CUDA-aware MPI on 1 GPU transferring data to host?


I am using CUDA-aware MPI with PGI 17.7 with the OpenMPI that came with the compiler.

The code works but when I profile the code, the MPI routines are taking longer than they did using the CPU-only code.

Using pgprof, I can see several async memory transfers happening from the device to host and host to device around the MPI calls.

I am running the code on only 1 GPU (a GeForce 970) so I do not understand why the code is making these transfers.

(I have learned that GeForce does not support GPUdirect RDMA, but even so, if the MPI destination is the same card, shouldn’t the compiler/library use a device-to-device copy instead of the host transfers?)


Hi Sumseq,

Yes, MPI-aware should make device to device memory transfers even on a GeForce card. RDMA buffers aren’t necessary since the transfer should be done over IPC.

While not a GeForce 970, I was able to test a MPI code on a GTX 690. In my example, I see no extra HtoD or DtoH transfers and only a DtoD.

With your code, do you use the OpenACC “host_data” construct around your MPI calls so that the device data is passed to MPI? Or if using CUDA Fortran, are you passing in device arrays?



I am using the “host_data” as follows:

!$acc host_data use_device(v%r)
      call MPI_Irecv (v%r(:,:,  1),lbuf3r,ntype_real,iproc_pm,tagr,
     &                comm_all,req(1),ierr)
      call MPI_Irecv (v%r(:,:,n3r),lbuf3r,ntype_real,iproc_pp,tagr,
     &                comm_all,req(2),ierr)
      call MPI_Isend (v%r(:,:,n3r-1),lbuf3r,ntype_real,iproc_pp,tagr,
     &                comm_all,req(3),ierr)
      call MPI_Isend (v%r(:,:,    2),lbuf3r,ntype_real,iproc_pm,tagr,
     &                comm_all,req(4),ierr)

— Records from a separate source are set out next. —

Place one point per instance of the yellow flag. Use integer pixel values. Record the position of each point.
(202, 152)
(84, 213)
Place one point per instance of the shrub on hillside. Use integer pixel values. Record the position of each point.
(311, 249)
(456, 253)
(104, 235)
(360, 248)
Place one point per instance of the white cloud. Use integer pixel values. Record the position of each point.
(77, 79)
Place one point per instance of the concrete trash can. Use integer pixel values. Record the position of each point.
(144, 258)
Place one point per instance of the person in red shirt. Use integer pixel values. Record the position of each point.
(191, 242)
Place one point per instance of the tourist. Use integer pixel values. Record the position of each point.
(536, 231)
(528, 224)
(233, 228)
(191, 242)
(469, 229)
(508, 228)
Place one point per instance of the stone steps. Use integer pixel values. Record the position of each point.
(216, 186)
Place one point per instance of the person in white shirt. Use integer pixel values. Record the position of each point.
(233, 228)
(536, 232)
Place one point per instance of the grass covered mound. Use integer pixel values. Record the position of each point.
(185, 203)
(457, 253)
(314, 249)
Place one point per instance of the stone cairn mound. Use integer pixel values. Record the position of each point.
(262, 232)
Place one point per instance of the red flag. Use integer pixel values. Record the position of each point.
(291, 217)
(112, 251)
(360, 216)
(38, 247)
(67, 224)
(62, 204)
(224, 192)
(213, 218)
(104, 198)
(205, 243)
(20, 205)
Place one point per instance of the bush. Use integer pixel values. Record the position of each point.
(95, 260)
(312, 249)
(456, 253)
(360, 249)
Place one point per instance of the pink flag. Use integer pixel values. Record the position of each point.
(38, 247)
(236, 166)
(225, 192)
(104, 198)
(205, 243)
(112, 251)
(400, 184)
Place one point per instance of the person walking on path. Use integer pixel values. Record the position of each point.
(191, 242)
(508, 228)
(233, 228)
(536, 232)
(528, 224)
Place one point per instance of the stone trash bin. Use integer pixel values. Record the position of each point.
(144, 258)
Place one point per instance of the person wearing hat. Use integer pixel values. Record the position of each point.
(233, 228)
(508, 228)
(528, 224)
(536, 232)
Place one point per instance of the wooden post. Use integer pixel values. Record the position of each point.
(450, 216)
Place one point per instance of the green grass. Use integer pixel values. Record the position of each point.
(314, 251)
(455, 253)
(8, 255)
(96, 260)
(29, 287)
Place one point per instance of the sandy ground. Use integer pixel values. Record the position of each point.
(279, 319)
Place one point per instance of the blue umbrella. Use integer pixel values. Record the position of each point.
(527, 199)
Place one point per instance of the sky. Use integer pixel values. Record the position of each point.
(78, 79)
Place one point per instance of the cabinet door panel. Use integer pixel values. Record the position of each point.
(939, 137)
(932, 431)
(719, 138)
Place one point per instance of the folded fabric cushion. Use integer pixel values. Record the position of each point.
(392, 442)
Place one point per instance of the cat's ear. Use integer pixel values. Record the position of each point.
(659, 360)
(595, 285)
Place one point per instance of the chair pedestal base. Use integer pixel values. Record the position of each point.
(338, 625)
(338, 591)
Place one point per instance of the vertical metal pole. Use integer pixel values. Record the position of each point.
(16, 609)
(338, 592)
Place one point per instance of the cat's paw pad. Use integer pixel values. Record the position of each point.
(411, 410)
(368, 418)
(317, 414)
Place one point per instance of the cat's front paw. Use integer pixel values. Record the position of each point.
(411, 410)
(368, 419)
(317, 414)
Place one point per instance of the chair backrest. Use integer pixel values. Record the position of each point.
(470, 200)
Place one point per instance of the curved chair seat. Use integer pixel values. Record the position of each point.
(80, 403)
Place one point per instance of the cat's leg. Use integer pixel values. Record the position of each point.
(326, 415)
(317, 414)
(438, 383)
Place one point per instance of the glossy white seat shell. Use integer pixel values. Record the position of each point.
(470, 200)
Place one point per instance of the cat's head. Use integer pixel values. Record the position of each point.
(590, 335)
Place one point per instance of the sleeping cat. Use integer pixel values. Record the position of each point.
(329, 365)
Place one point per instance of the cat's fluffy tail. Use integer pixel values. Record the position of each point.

      call MPI_Waitall (4,req,MPI_STATUSES_IGNORE,ierr)
!$acc end host_data

where v is a derived type that I copied to the device using deepcopy

enter data copyin(v)


I also have “managed” turned on as I have been having problems with some arrays with it turned off.

Hi sumseq,

By “deepcopy” are you meaning the new PGI 17.7 implicit deep copy beta feature, i.e. “-ta=tesla:deepcopy” or are you manually deep copying the structure. For example:

!$acc enter data copyin(v)
!$acc enter data copyin(v%r)

In my example I wasn’t using a user defined type, but try to make a reproducing example similar to yours. If you’re using implicit deep copy, it’s possible that this is a bug with the beta feature when interacting with the host_data construct. I’ll investigate.



Yes, I mean the beta deepcopy feature in 17.7.

Hi sumseq,

I updated my test OpenMPI+OpenACC test program to pass allocatable array data members of a UDT to MPI_SEND/MPI_RECIEVE wrapped in a host_data directive. As before, I only see the DtoD transfers associated with the MPI calls.

The only HtoD transfer I have is for a Fortran descriptor being passed to the compute region just after the MPI calls.

Does your profile show any DtoD transfers? Could the HtoD and/or DtoH transfers be accounted for by some other data movement?

If you want, you can send a copy of the code to PGI Customer Service ( and I can take a look and try to determine where the extra copies are coming from.



Could it have to do with my arrays being declared as pointers instead of allocatable?

I highly doubt it. Pointers would be treated the same as an allocatable where in both cases, “host_data” would pass in the device pointer to your MPI call.